English theatre company

The Altrincham Garrick Society was established in 1914 and presents theatrical entertainment of all kinds (including Drama, Comedy, Musicals and Pantomime) in its own theatre building (the Altrincham Garrick Playhouse) in Altrincham, Greater Manchester, England. The main auditorium seats 401 and is in use normally from the end of August to the following July. The society typically produces 12 or 13 mainstage productions per year, as well as 4 or 5 studio productions - these are all amateur productions run to professional standards.
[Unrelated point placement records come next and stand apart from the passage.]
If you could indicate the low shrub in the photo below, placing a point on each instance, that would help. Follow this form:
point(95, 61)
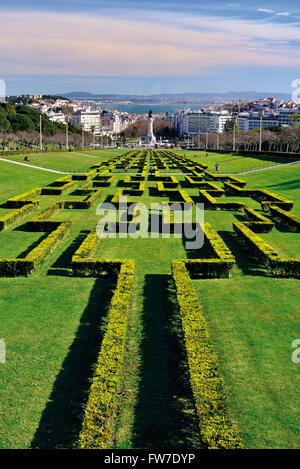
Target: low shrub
point(100, 408)
point(216, 429)
point(14, 216)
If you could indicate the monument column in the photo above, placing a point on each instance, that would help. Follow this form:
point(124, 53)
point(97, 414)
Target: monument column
point(150, 135)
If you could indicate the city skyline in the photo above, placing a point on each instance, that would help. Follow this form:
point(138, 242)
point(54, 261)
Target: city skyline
point(169, 47)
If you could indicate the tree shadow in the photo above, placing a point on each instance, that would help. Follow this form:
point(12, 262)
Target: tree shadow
point(164, 415)
point(62, 265)
point(61, 420)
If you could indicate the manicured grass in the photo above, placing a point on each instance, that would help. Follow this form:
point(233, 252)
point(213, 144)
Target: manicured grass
point(53, 323)
point(252, 322)
point(233, 164)
point(75, 161)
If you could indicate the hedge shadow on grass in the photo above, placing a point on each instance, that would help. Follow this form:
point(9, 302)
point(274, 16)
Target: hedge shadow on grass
point(164, 414)
point(247, 264)
point(61, 420)
point(62, 265)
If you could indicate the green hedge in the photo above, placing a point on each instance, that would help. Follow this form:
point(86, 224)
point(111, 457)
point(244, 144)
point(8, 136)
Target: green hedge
point(17, 267)
point(24, 199)
point(216, 429)
point(257, 247)
point(14, 216)
point(221, 266)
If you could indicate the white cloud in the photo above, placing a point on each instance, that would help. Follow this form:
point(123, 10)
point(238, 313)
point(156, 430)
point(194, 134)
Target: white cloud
point(265, 10)
point(49, 44)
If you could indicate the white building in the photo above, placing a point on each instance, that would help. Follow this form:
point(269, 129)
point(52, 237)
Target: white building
point(56, 117)
point(88, 121)
point(247, 122)
point(286, 115)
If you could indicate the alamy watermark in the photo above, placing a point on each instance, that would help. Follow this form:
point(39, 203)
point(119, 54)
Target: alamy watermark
point(135, 220)
point(2, 351)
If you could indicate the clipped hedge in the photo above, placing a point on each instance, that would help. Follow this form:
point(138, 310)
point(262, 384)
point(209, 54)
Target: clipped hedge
point(83, 204)
point(60, 189)
point(100, 408)
point(24, 199)
point(286, 218)
point(38, 254)
point(216, 429)
point(14, 216)
point(256, 246)
point(258, 223)
point(41, 223)
point(221, 266)
point(16, 267)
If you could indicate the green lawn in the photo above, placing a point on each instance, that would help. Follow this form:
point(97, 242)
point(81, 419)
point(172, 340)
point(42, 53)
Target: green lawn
point(233, 164)
point(52, 324)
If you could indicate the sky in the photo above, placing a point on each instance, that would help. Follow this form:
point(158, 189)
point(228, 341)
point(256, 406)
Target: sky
point(149, 47)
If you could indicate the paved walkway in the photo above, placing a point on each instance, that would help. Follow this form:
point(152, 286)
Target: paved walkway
point(166, 174)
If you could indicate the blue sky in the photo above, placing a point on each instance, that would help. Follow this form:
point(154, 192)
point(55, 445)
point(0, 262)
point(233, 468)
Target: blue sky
point(139, 47)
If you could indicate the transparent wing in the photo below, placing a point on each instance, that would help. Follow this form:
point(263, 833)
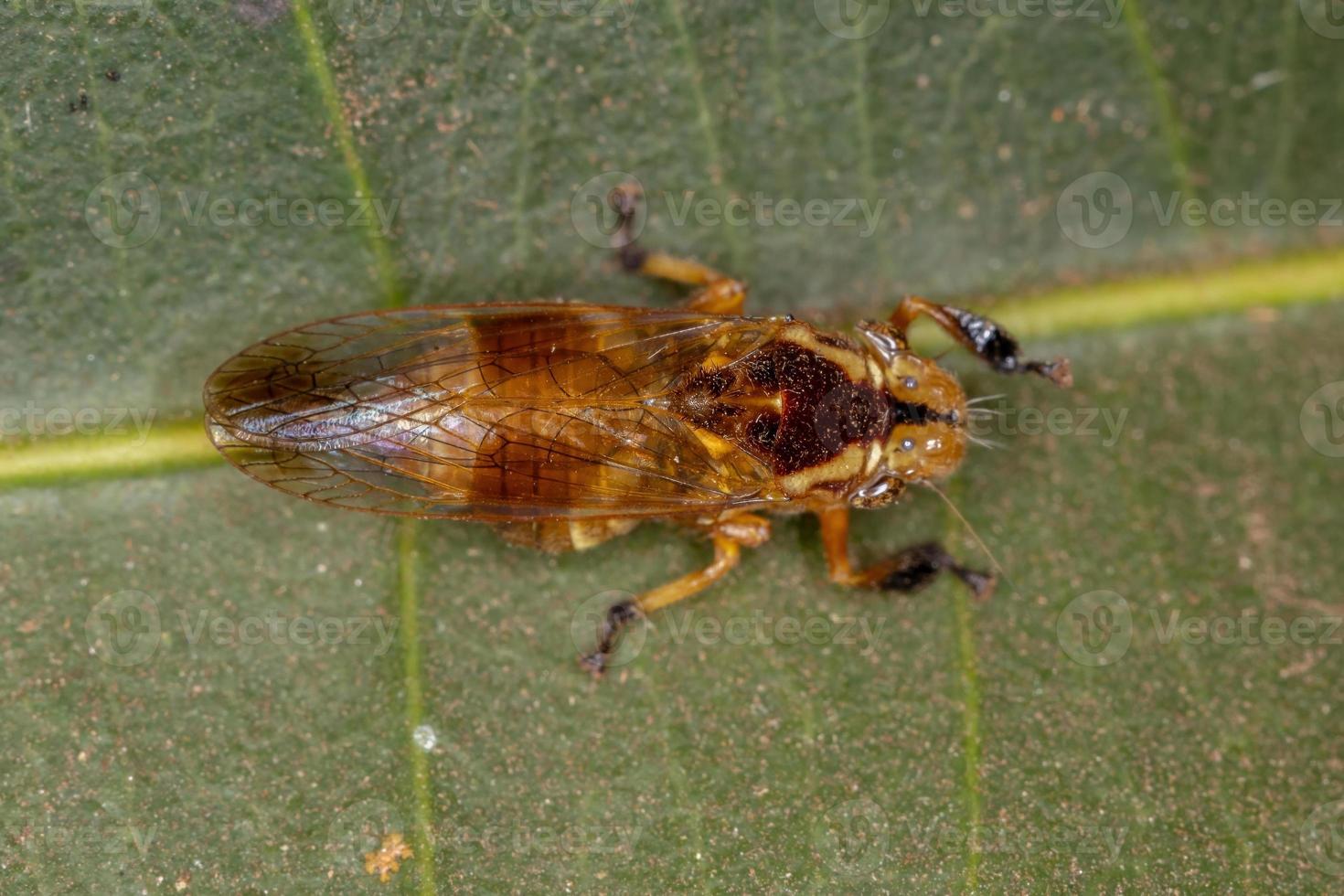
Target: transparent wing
point(492, 411)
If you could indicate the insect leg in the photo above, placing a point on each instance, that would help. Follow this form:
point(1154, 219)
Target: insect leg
point(983, 336)
point(909, 571)
point(715, 294)
point(729, 539)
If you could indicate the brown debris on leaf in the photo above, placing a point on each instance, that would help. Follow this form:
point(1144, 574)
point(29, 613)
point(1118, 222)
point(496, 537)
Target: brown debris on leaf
point(386, 860)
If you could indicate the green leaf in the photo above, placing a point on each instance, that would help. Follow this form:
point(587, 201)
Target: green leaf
point(215, 688)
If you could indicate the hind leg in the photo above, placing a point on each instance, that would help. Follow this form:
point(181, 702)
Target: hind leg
point(715, 293)
point(730, 536)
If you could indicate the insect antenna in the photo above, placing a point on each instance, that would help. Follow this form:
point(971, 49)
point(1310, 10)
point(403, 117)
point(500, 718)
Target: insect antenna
point(986, 443)
point(974, 534)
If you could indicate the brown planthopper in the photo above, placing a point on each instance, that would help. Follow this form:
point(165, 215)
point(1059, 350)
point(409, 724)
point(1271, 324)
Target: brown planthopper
point(566, 425)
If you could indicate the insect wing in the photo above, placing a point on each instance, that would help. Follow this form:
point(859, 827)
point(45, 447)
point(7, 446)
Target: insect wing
point(489, 411)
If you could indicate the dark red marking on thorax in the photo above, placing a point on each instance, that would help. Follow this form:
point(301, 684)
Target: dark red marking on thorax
point(823, 410)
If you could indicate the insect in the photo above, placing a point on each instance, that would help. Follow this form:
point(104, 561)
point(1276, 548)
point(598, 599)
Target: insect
point(566, 425)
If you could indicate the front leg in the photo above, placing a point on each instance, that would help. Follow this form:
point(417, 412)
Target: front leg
point(715, 293)
point(909, 571)
point(983, 336)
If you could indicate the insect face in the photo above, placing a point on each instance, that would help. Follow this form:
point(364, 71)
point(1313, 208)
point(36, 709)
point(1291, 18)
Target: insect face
point(928, 435)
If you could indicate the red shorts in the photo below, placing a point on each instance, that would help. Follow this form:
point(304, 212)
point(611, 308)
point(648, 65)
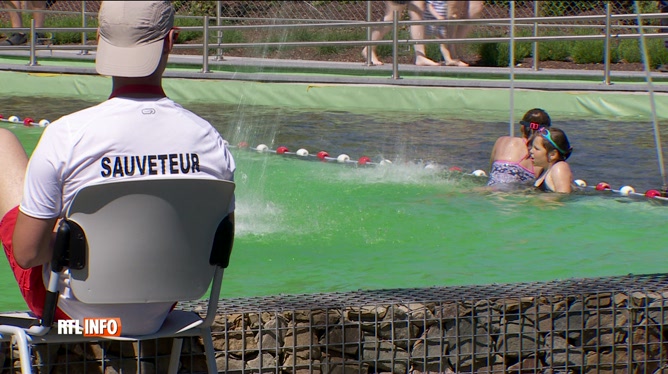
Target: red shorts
point(30, 280)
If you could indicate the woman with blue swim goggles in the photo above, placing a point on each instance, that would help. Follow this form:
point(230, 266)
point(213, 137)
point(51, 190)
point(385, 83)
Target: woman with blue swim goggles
point(549, 150)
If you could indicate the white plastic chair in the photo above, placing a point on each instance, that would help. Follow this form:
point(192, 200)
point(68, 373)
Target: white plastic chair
point(160, 240)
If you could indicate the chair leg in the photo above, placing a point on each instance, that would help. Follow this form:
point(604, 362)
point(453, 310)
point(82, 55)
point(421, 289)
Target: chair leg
point(209, 352)
point(175, 356)
point(21, 338)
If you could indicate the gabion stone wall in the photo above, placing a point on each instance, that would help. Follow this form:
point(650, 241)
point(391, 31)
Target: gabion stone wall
point(595, 325)
point(604, 325)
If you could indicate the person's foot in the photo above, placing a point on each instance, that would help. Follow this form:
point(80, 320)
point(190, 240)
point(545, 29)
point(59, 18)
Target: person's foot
point(456, 63)
point(424, 61)
point(41, 38)
point(17, 38)
point(374, 58)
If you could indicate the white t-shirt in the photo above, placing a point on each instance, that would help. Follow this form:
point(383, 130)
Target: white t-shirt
point(120, 139)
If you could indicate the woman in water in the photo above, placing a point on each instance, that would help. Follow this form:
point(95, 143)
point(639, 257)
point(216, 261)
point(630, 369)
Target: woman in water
point(510, 162)
point(549, 150)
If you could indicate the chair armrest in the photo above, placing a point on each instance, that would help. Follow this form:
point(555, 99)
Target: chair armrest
point(222, 243)
point(22, 321)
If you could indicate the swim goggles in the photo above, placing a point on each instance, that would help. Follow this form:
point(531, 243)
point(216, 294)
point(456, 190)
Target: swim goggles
point(545, 133)
point(532, 125)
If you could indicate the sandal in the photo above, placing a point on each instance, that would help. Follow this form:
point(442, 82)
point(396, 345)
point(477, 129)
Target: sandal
point(17, 38)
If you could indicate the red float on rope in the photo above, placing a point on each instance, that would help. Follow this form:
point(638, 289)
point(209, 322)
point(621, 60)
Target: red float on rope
point(653, 193)
point(363, 160)
point(603, 186)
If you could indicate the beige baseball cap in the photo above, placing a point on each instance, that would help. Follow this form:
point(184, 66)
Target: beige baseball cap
point(131, 36)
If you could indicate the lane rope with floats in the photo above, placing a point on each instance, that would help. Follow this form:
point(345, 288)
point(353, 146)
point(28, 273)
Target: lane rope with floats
point(345, 159)
point(28, 122)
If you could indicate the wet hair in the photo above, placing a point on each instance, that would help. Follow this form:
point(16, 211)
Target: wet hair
point(557, 141)
point(536, 117)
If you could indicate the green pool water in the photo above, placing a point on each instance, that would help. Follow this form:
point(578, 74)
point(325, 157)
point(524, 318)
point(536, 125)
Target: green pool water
point(311, 226)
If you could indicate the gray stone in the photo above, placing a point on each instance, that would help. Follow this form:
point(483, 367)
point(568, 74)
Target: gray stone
point(519, 339)
point(469, 345)
point(302, 342)
point(384, 356)
point(272, 334)
point(225, 363)
point(265, 363)
point(562, 354)
point(345, 338)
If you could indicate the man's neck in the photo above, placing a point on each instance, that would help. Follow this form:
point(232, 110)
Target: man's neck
point(146, 87)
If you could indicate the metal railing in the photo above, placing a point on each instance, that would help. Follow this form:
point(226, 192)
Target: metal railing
point(611, 28)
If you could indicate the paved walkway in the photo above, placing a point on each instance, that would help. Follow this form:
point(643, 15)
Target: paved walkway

The theatre also hosts productions from local visiting societies and schools, as well as 30 or more one-night shows per year from individual professionals and other production companies.

==The Playhouse==

Built in 1931, and most recently refurbished in 1999, the playhouse consists of two performance spaces.

- The Main Auditorium, seating 401, is the main theatre auditorium. The society's core week-long performances are staged here, as well as the annual pantomime, plus a very wide range of outside productions (such as live music, comedy, dance and more). The Garrick's in-house school for art, known as the Garrick Academy of Performing Arts (GAPA), also stages productions here. This auditorium is well equipped with state-of-the-art lighting and sound equipment.
- The Lauriston Studio, seating 49, is an intimate and stimulating theatre space that complements the main auditorium. It is a fully integral part of the Altrincham Garrick Playhouse, staging typically up to 5 performances a year, plus other theatrical offerings from outside the Garrick.

The building has a 100-space free car park, a spacious lobby and a well-stocked theatre bar.

The building is staffed in the main by volunteers, and run by the artistic director and the operations director. There are also a small number of employees in specific areas which need to be staffed during the day – such as the box office, cleaning and workshop.